2026-08-14 –, Room 4
A precise material deposition is nowadays a key component of any microchip production. A prominent deposition technique offering the required level of control is area-selective atomic layer deposition. To improve this technique the chemical reactions of the adsorbates at the substrate surface are modeled. Here, the presented random sequential adsorption approach targets to model the adsorption and packing of the first adsorbate layer. Implementation of the key assumptions as well as first results are part of this contribution.
The scientific background
The continuous shrinking of building blocks in modern microchip production has led to steady improvements in material deposition processes. As atomic layer deposition (ALD) offers nearly atomic control over the thickness of the deposited material it has become a common tool within the lithography process. Within ALD, so-called precursors and co-reactants are alternately offered to a surface where they react and result in the desired material deposition.
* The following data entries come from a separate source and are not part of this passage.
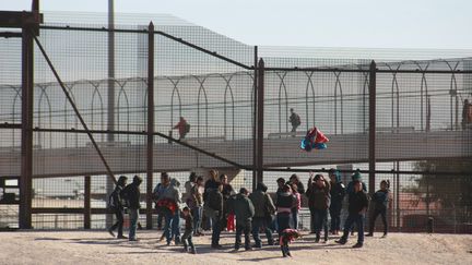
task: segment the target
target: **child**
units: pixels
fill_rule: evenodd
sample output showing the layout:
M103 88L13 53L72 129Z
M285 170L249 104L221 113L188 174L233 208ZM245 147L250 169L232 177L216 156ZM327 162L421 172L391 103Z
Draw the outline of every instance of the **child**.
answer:
M380 182L380 190L374 193L371 196L371 202L374 203L374 214L370 216L369 225L369 233L366 234L366 237L374 237L374 228L375 228L375 221L378 217L378 215L381 216L381 220L384 222L384 237L387 237L387 207L389 203L389 185L390 181L382 180Z
M192 242L192 233L193 233L193 217L190 214L189 207L184 207L181 212L181 218L186 221L186 230L184 232L184 236L181 237L182 243L184 243L184 251L188 252L190 246L190 253L197 254L196 248Z
M291 228L287 228L281 232L279 242L281 245L283 257L292 257L292 254L288 250L288 243L292 242L294 239L299 238L300 236L302 234L297 230Z
M354 193L349 201L349 216L344 224L344 233L340 240L335 241L340 244L347 242L347 237L351 227L354 222L357 225L357 243L353 248L362 248L364 243L364 215L367 210L368 198L367 194L363 191L362 182L355 180L353 183Z

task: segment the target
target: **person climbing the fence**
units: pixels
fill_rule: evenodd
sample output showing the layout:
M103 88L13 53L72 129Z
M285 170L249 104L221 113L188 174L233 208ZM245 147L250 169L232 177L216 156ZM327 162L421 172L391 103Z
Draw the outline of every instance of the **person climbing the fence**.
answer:
M185 136L187 135L187 133L190 132L190 124L187 122L186 119L184 119L184 117L180 117L179 122L174 127L174 129L177 129L179 132L179 140L185 138Z
M295 133L296 129L302 124L302 120L297 113L295 113L294 109L291 108L291 116L288 118L288 122L292 124L292 132ZM293 135L295 136L295 135Z

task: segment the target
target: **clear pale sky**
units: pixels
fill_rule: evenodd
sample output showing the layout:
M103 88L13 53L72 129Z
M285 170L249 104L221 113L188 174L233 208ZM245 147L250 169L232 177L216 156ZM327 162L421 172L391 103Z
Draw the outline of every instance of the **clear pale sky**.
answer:
M30 10L31 0L0 0ZM103 12L108 0L43 0ZM472 49L471 0L115 0L117 13L167 13L248 45Z

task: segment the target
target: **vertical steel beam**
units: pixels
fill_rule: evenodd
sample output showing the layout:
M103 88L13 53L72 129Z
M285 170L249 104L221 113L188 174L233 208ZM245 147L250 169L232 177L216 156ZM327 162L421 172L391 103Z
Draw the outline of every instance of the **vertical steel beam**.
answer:
M20 228L32 228L33 174L33 36L28 25L22 29L22 137L20 179Z
M154 169L154 24L148 33L148 164L146 164L146 228L152 229L152 191Z
M263 122L264 122L264 61L261 58L258 67L258 86L257 86L257 182L263 180Z
M369 190L370 194L375 192L375 170L376 170L376 82L377 67L373 60L369 69L369 145L368 145L368 165L369 165Z
M108 0L108 95L107 95L107 129L115 130L115 4ZM115 142L115 134L108 133L107 142ZM107 194L115 189L111 176L106 180ZM110 226L113 216L106 215L106 225Z
M252 191L257 185L257 87L258 87L258 47L255 46L255 72L253 72L253 115L252 115Z
M90 176L84 178L84 229L91 229L92 208L91 208L92 181Z

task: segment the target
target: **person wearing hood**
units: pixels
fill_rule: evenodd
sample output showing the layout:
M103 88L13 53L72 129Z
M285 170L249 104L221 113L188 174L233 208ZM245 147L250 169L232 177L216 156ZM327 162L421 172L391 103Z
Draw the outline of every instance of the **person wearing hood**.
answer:
M109 229L108 232L111 234L111 237L115 238L115 233L114 230L118 228L118 239L126 239L127 237L122 236L122 225L123 225L123 210L125 210L125 206L122 204L122 198L121 198L121 192L125 189L126 184L127 184L128 178L126 176L120 176L118 181L117 181L117 185L115 186L115 190L111 192L110 196L109 196L109 208L114 212L117 221L115 222L115 225L113 225Z
M341 230L341 209L345 196L345 186L341 181L341 174L338 170L331 169L329 171L329 177L331 180L331 205L329 208L331 216L331 233L339 234Z
M121 192L122 197L128 201L128 208L130 215L129 241L138 241L135 233L138 229L139 209L141 208L141 191L139 188L141 182L141 177L134 176L133 181L128 184Z
M240 248L243 232L245 234L245 249L251 250L250 231L252 217L255 215L255 207L252 202L249 200L248 194L248 190L246 188L241 188L239 193L236 194L231 207L236 216L235 250L239 250Z
M268 186L259 182L256 186L256 191L249 195L249 200L252 202L255 207L255 216L252 218L252 238L255 240L255 248L262 248L262 241L259 237L259 231L262 228L268 238L268 244L273 245L274 240L272 237L272 230L269 229L272 222L272 216L275 213L275 205L272 202L271 196L267 193Z

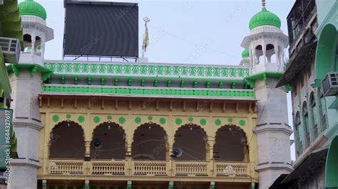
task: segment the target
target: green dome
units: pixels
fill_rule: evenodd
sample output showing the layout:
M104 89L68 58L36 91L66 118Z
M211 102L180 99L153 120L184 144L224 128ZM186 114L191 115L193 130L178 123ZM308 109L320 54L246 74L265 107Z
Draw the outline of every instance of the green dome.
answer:
M26 0L19 4L20 15L36 16L46 20L47 14L46 9L41 4L34 0Z
M242 52L242 58L248 58L249 56L249 50L247 49L243 50L243 51Z
M258 12L250 19L249 28L250 30L260 26L274 26L280 28L280 19L275 14L270 12L263 6L262 11Z

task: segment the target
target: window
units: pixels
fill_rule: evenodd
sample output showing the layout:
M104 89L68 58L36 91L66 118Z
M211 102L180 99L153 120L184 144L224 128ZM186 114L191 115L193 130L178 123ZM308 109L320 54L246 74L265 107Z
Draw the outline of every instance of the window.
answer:
M305 131L305 146L307 148L309 146L310 138L309 130L309 114L307 112L307 103L306 102L303 103L302 114L304 131Z
M318 120L317 114L316 100L314 98L314 92L311 92L310 94L310 106L311 106L311 121L312 124L312 136L313 139L316 139L318 136Z
M319 97L319 116L320 116L320 130L322 131L327 129L327 110L325 106L325 97L322 92L322 90L318 89L318 94Z
M297 156L300 156L303 153L303 142L302 142L302 128L300 124L300 117L299 112L297 112L295 122L296 125L295 137L296 138L296 153Z

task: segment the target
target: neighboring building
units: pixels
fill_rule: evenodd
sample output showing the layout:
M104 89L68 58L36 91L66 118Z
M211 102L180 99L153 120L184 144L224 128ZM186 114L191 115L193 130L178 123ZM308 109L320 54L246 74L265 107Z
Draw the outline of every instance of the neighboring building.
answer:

Current research is focusing on improving ALD by constraining the material deposition to a certain area, the so-called growth surface, while preventing deposition on other parts of the surface, the so-called non-growth surface. Consequently, this deposition technique is called area-selective ALD (AS-ALD). The most promising strategy to AS-ALD is to use small molecules, which selectively adsorb only on the non-growth surface and block all other incoming molecules. As material deposition is inhibited by these molecules on the non-growth surface, they are usually termed small molecule inhibitors (SMI). To understand the chemistry of SMIs different modelling approaches spanning density functional theory, molecular dynamics, kinetic Monte-Carlo or random sequential adsorption are used.
The modeling approach
The presented random sequential adsorption (RSA) approach targets to derive realistic SMI packing layers on the non-growth surface. This approach assumes that SMIs are only weakly interacting with each other and their behavior therefore best described by a random adsorption. The adsorption takes place on a grid representing all adsorption sites of the modeled surface. In addition to adsorption events, the present implementation also includes diffusion, rotation and conformer changes of the adsorbates. Here, the implementation follows a simplified kinetic Monte-Carlo as time evolution and chemically motivated rate constants are ignored while the common cycle of generating a list of possible events, selecting the event to execute and updating the event list is maintained. Convenience functions to run and evaluate thousands of RSA runs are provided to easily judge the packing and inhibition efficiency of studied SMIs.
I'm a staff scientist in the theoretical chemistry group at Leipzig University. My research is focusing on modeling chemical reactions within the (area-selective) atomic layer deposition.